Safe prolongation of intrauterine time would accomplish several goals. At 24–26 weeks, safe delay would allow growth-restricted fetuses to reach a high likelihood for viability. Anytime before 34 weeks, withholding delivery allows administration of antenatal steroids which makes a critical difference in respiratory performance of the growth-restricted neonates.3,5 The implications of delaying delivery even longer need to be evaluated in the context of long-term neurodevelopment.
The Trial of Umbilical and Fetal Flow in Europe is currently underway, investigating the ductus venosus and short-term variation as delivery triggers in fetal growth restriction.26 Additional antenatal predictors may need to be considered because the combination of fetal and neonatal factors accounted for only 40% of adverse outcomes in our study.
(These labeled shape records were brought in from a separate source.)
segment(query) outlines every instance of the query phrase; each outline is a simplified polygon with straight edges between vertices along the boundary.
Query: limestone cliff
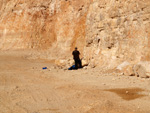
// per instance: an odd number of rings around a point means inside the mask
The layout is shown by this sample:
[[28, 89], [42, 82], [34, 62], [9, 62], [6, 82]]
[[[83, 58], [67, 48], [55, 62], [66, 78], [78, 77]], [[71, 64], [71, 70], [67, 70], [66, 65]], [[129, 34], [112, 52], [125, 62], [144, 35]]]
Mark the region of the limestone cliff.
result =
[[91, 65], [150, 61], [149, 0], [0, 0], [0, 49], [71, 54]]

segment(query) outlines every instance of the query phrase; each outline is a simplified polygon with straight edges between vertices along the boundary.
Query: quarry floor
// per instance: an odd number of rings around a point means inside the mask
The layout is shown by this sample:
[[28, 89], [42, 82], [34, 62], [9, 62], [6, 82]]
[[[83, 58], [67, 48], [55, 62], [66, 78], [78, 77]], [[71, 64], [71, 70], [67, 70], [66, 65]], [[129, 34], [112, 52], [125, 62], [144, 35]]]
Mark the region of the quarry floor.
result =
[[0, 113], [150, 113], [150, 79], [106, 73], [0, 52]]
Several nonrandomized studies suggest that, even in the face of Doppler deterioration, normal Biophysical Profile Scoring can support safely postponing delivery.19,27–29
This study quantifies the impact of gestational age, birth weight, and ductus venosus Doppler parameters on neonatal outcome in placenta-based fetal growth restriction. In these patients, expectations need to orient themselves along the specific outcomes provided here. Thresholds for mortality emphasize the importance of safe prolongation at very early gestational ages. Beyond these thresholds, absence or reversal of the ductus venosus a-wave emerges as the primary fetal cardiovascular parameter affecting neonatal outcome and, therefore, requires evaluation in a randomized management trial.